No voy a citar el nombre exacto porque hoy no tengo el humor adecuado -me duele la espalda y estoy hasta la coronilla de oír el cencerro de las ovejas en un pueblo perdido de Asturias- para ponerme a buscar datos en el Google o la socorrida Wikipedia, pero sí la anécdota que es, en definitiva, lo esencial del asunto. Se cuenta de cierto obispo -creo recordar que se trataba de un obispo irlandés, aunque de eso tampoco estoy demasiado seguro- que llegó a Nueva York en barco porque entonces la gente iba de Europa a América, y viceversa, en barco y no en avión. Aquel hombre de fe iba a hacerse cargo de una importante diócesis neoyorkina. Motivo por el cual su llegada despertó bastante interés en los medios de comunicación. Una docena larga de periodistas lo esperaban casi al pie de la escala del trasatlántico para obtener de él sus primeras declaraciones en el Nuevo Mundo. Entre la batería de cuestiones, uno de los periodistas le preguntó qué opinaba de las prostitutas de Brooklyn. "¿Hay prostitutas en Brooklyn?", preguntó a su vez el prelado, desconocedor absoluto de esa circunstancia.

"Primera pregunta del obispo tal al llegar a Nueva York: ¿hay prostitutas en Brooklyn". Ese fue el titular de portada al día siguiente de varios periódicos neoyorquinos. Totalmente cierto y a la vez completamente falso atendiendo a la forma, por otra parte lógica, en que lo interpretaron los lectores. Cosas de los llamados chicos -ahora también chicas; casi más chicas que chicos- de la prensa.
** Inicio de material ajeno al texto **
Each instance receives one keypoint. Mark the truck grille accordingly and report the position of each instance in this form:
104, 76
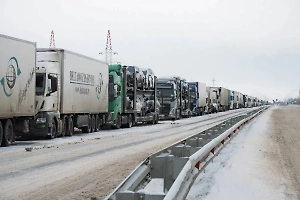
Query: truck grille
166, 107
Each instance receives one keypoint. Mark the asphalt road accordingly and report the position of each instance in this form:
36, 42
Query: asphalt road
89, 166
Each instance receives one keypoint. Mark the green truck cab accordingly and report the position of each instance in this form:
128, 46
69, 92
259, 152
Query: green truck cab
129, 105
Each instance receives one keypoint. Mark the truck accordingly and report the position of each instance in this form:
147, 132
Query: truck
249, 101
233, 100
129, 105
17, 87
213, 105
241, 103
173, 95
197, 97
222, 98
208, 107
71, 91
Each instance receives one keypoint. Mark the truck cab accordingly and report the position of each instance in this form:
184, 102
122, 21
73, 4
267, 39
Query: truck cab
47, 96
128, 103
169, 96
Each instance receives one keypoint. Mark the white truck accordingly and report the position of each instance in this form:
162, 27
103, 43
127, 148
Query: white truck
220, 96
197, 97
17, 87
213, 99
72, 91
241, 102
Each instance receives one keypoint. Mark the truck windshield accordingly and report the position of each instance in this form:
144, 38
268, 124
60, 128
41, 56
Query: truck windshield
131, 69
166, 92
40, 84
193, 95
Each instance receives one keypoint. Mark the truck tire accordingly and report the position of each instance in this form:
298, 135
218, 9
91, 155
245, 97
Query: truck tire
97, 123
156, 119
64, 126
118, 122
8, 133
1, 133
70, 126
129, 124
53, 130
93, 124
88, 128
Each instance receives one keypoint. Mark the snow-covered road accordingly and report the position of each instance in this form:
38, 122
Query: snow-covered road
89, 166
261, 162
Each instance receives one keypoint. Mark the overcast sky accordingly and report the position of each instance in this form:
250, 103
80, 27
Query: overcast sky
252, 46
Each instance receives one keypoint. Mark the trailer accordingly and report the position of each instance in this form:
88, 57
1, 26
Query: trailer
241, 103
129, 105
173, 95
17, 87
214, 104
71, 91
197, 97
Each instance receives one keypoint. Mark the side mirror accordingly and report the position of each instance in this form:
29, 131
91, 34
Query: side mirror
53, 84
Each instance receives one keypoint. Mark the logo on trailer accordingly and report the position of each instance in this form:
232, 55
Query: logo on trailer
99, 86
8, 82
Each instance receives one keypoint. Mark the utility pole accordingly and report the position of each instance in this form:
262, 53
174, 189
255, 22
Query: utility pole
214, 82
52, 41
108, 50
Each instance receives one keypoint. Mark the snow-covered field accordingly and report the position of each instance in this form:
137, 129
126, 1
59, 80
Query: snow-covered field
89, 166
261, 162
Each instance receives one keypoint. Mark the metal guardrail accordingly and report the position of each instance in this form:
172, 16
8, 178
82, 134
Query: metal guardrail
170, 173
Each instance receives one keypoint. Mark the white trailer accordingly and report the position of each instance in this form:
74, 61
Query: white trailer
198, 97
72, 91
17, 87
231, 98
241, 102
235, 100
214, 99
224, 99
202, 95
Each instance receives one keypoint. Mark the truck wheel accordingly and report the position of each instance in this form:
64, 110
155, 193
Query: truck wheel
64, 127
129, 124
93, 124
88, 128
8, 133
118, 122
71, 126
97, 123
156, 119
53, 130
1, 133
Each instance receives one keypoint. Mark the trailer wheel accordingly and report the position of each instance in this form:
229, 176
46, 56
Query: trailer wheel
88, 128
129, 124
8, 133
53, 130
71, 126
97, 123
156, 119
118, 122
93, 124
64, 127
1, 133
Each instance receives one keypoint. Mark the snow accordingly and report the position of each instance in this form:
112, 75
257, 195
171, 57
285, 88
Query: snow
238, 172
79, 137
155, 186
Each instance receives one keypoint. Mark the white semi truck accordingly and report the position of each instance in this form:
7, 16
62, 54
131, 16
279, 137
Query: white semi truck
72, 91
17, 87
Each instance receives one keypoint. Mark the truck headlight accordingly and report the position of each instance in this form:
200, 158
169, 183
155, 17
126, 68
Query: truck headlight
172, 112
41, 120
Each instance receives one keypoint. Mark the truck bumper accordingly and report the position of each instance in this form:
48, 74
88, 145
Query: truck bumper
41, 125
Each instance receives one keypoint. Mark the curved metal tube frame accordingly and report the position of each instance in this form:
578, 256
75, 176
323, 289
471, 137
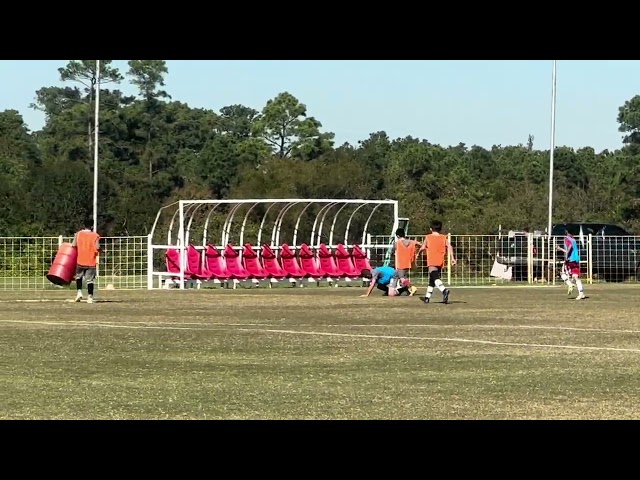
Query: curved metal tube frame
206, 224
319, 235
173, 219
264, 219
244, 222
333, 224
227, 224
295, 229
346, 233
315, 222
366, 225
275, 235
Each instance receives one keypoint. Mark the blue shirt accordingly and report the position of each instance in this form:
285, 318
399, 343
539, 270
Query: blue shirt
573, 253
382, 275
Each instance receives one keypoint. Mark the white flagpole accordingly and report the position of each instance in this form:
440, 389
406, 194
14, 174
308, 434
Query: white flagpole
553, 146
95, 149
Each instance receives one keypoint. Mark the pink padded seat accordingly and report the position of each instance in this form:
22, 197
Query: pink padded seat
216, 264
309, 262
290, 262
234, 266
252, 263
328, 262
345, 262
271, 264
360, 260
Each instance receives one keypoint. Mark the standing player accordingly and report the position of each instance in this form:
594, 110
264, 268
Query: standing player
571, 267
437, 246
404, 251
87, 243
385, 279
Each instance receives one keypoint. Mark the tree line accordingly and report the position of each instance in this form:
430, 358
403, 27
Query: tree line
154, 150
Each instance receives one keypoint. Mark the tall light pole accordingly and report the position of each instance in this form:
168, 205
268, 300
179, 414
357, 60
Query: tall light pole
95, 149
553, 146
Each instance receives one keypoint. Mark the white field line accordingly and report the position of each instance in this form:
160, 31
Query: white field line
328, 334
442, 339
156, 325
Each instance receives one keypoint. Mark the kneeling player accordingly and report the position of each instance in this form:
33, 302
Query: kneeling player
571, 268
386, 279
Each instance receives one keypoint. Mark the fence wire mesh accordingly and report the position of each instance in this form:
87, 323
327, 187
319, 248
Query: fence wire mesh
481, 260
25, 261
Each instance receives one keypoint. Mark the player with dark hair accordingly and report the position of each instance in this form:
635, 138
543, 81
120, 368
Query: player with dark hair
571, 267
404, 252
385, 279
437, 247
87, 244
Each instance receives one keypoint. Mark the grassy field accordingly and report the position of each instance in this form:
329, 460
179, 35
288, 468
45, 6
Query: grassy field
320, 354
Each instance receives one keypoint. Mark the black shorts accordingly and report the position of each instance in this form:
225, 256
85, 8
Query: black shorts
86, 273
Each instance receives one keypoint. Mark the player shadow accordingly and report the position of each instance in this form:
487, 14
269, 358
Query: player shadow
98, 301
451, 302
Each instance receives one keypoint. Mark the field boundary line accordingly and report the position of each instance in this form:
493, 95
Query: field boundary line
443, 339
329, 334
333, 325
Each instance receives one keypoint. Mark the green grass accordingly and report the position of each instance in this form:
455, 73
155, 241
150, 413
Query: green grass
320, 353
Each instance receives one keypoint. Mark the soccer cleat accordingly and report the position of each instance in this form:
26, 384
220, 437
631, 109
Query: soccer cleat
445, 296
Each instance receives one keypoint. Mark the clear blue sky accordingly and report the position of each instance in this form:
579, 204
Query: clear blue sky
478, 102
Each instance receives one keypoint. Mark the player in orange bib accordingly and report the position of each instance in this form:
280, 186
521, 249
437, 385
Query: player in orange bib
404, 251
437, 247
87, 243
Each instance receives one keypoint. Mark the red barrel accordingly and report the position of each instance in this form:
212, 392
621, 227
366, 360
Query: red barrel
64, 265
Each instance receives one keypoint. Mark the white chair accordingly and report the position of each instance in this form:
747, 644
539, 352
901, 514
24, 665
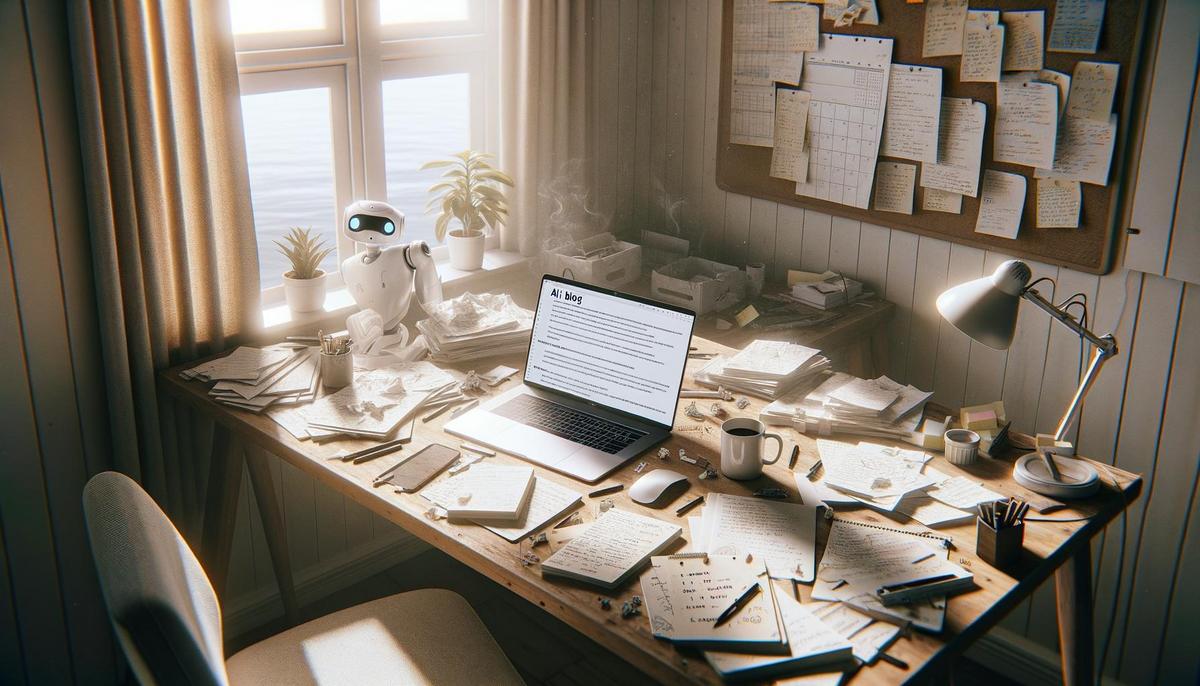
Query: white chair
168, 621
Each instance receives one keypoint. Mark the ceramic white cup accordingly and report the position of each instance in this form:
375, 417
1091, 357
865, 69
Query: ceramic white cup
961, 446
742, 446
Me he acordado de las prostitutas de la ciudad de los rascacielos porque hace unos días un señor de Madrid me comentó, con un tono harto despectivo, que en la ciudad alemana de Francfort sólo había visto prostitutas y drogadictos pinchándose en plena calle. Es una persona a la que aprecio. Motivo suficiente para no entrar en discusiones con ella sobre este asunto ni sobre ningún otro. Como he estado varias veces en esa ciudad alemana, la última hace poco más de una semana, me pregunté -sin formular tal cuestión en voz alta; únicamente para mis adentros- si estábamos hablando de la misma ciudad. Pronto supe que tenía esa información de oídas. En realidad, se la había comentado uno de sus hijos. En otras circunstancias me hubiera entristecido por esa pertinaz manía de los españoles -supongo que como consecuencia de un complejo de inferioridad tan absurdo como extendido en este país- de desacreditar lo foráneo. Otra opción por mi parte hubiese sido recordarle al apreciado madrileño -o gato, gentilicio alternativo para los nacidos en la Villa y Corte- la cantidad de señoras de la vida que pasean a sus anchas por la calle de la Montera, a escasos metros de la Puerta del Sol. No estaba, sin embargo, para debates.

Viajar y ver por nosotros mismos lo que hay que ver o lo que queremos conocer. No es lo mismo viajar a ras de tierra que hacerlo como turista volando de aeropuerto en aeropuerto, desde luego, pero hay que viajar; aunque sea como turistas. Al menos para que nadie nos cuente trolas.